Overline: RIFS Policy Brief
Headline: The Silver Bullet Fallacy of “Net Zero”

A new RIFS Policy Brief warns that the promise of future technologies for the abatement and removal of carbon dioxide is being used to justify inaction on reducing fossil fuels, even though this is incompatible with limiting warming to 1.5°C or 2°C. Ahead of COP28 in Dubai, the authors urge policymakers to face up to the inescapable reality that achieving the goal of “net zero” greenhouse gas emissions (GHG) will require deep and rapid reductions in carbon dioxide emissions, and that this in turn means nearly completely phasing out fossil fuels.

Deep emissions reductions can only be achieved by moving away from fossil fuels.
Deep emissions reductions can only be achieved by moving away from fossil fuels. iStock / ANGHI

“Despite the growing understanding of the already disastrous impacts of climate change, there is not yet a political consensus on the need to phase down — let alone phase out — fossil energy sources. This should be cause for serious concern,” comments lead author Kathleen A. Mar, who prepared the policy brief “The Political Logic of Net Zero” together with scientists Charlotte Unger and Stefan Schäfer and RIFS Scientific Director Mark G. Lawrence. Instead, many policymakers and industry actors claim that the problem posed by greenhouse gas emissions can be managed by scaling up technologies to remove carbon dioxide from the atmosphere or to capture carbon dioxide from emissions sources without having to give up fossil fuels as an energy source. However, this is simply not the case: at present these technologies can only compensate for a fraction of current emissions.

“Expansion of Carbon Dioxide Removal and Carbon Capture, Usage and Storage on a scale that could compensate for continued fossil fuel use at or above current levels — and on a timescale fast enough that would prevent significant irreversible climatic changes — is extremely unlikely to be realized,” explains Mar, who leads the RIFS Research Group on Climate Action in National and International Processes (ClimAct). In light of this, the stark reality is that these technologies only represent a climate “solution” in as much as they go hand in hand with deep emissions reductions — and these can only be achieved by moving away from fossil fuels.

The policy brief also considers the merits of efforts to push for an agreement at COP28 on tripling renewable energy capacity by 2030. This is a laudable goal, and if achieved it will be rightly seen as a success. However, Kathleen Mar predicts: “My expectation is that at COP28, negotiators will come to an agreement on expanding renewable energies, but that, given the economic and political power still held by the fossil fuel industry, the conference will end without an agreement on phasing out fossil fuels. Unfortunately, one without the other will not put us on track to meet agreed-upon climate targets.”  

Co-author and RIFS Scientific Director Mark G. Lawrence explains: “While some countries have been able to displace some of their fossil energy use with renewables, the global picture is that renewables have been largely in addition to, rather than substituting for fossil fuels.

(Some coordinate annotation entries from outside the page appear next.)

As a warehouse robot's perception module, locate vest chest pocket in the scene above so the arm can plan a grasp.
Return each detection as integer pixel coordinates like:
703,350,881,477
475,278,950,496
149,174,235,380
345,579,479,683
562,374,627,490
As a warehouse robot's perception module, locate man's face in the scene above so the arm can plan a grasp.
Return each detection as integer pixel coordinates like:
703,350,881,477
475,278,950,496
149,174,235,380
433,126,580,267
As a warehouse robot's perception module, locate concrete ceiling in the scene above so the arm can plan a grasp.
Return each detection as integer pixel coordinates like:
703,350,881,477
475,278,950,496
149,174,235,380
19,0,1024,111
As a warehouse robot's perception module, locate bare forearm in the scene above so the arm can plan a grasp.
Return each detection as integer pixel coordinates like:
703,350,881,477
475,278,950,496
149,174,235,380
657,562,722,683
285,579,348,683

And while this is certainly preferable to an even more rapid expansion of fossil fuels, it does not put us on a pathway to limit global warming to 1.5°C or 2°C.”

The RIFS researchers argue that in addition to obscuring the need to phase out fossil fuels, a focus on technological solutions to the climate crisis comes at the expense of concerted and determined action to put society on a pathway towards sustainable development. The policy brief cautions that achieving our climate and broader sustainable development goals will require transformations that go beyond energy systems and re-imagine the structures and institutions behind our patterns of consumption, mobility, and food production, among others.

Publication: Mar, K. A., Unger, C., Schäfer, S., & Lawrence, M. G. (2023). The Political Logic of Net Zero. RIFS Policy Brief, 2023(4).